Vianna da Motta utiliza apenas duas melodias nesta obra: o tema popular “Ai que lindos amores que eu tenho”, tema oriundo da cidade de Elvas que aparece na sua forma original e na tonalidade da dominante logo no primeiro compasso, e o tema “Ao menino Deus”, melodia do século dezoito.
A 5ª Rapsódia Portuguesa, em fá maior, é intitulada “São João”. Os dois primeiros temas apresentados são, justamente, dois temas populares das festas de São João.

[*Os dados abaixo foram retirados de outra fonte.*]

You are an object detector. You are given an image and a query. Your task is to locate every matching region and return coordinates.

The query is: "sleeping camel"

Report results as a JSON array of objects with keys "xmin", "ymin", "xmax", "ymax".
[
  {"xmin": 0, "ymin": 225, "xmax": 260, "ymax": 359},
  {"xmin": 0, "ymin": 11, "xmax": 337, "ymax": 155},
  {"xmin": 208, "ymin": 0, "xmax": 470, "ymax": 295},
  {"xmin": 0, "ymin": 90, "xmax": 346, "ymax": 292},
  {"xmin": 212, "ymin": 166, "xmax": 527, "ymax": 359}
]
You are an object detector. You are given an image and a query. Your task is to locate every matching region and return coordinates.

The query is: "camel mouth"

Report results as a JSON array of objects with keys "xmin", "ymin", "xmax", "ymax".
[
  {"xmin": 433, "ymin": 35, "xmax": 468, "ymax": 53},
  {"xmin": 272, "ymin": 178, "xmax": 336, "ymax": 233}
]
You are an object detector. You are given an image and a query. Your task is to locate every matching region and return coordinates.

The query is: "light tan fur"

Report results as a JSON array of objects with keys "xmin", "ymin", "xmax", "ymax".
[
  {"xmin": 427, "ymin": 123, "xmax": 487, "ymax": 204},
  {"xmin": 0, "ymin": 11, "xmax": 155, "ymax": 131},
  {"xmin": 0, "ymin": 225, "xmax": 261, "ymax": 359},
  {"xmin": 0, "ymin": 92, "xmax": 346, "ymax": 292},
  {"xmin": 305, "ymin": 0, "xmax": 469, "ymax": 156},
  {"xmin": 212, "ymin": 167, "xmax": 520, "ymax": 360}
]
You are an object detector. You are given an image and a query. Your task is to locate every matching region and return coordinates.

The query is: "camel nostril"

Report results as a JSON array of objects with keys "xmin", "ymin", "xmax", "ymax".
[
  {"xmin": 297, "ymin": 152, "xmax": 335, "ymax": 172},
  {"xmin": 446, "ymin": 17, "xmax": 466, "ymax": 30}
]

É apenas no compasso 22 que o primeiro tema “S. João” aparece pela primeira vez na íntegra conforme o original, depois de vários compassos onde motivos deste tema se fazem ouvir no tom da dominante até à cadência em fá maior do compasso 21. O acompanhamento em ostinato em torno da fundamental e da quinta de um acorde perfeito, o andamento Allegretto e a indicação allegramente, a abundância de terceiras, a repetição do motivo no compasso seguinte e o intervalo de segunda maior criado entre este motivo e a voz superior sugerem uma atmosfera musical plena de graciosidade e de frescura, apesar da dinâmica forte. Posteriormente, este tema aparece sobretudo associado a indicações do tipo marcato ou marcatissimo sob a dinâmica fortissimo pelo que este tema é crucial na construção do carácter festivo que o título da rapsódia sugere.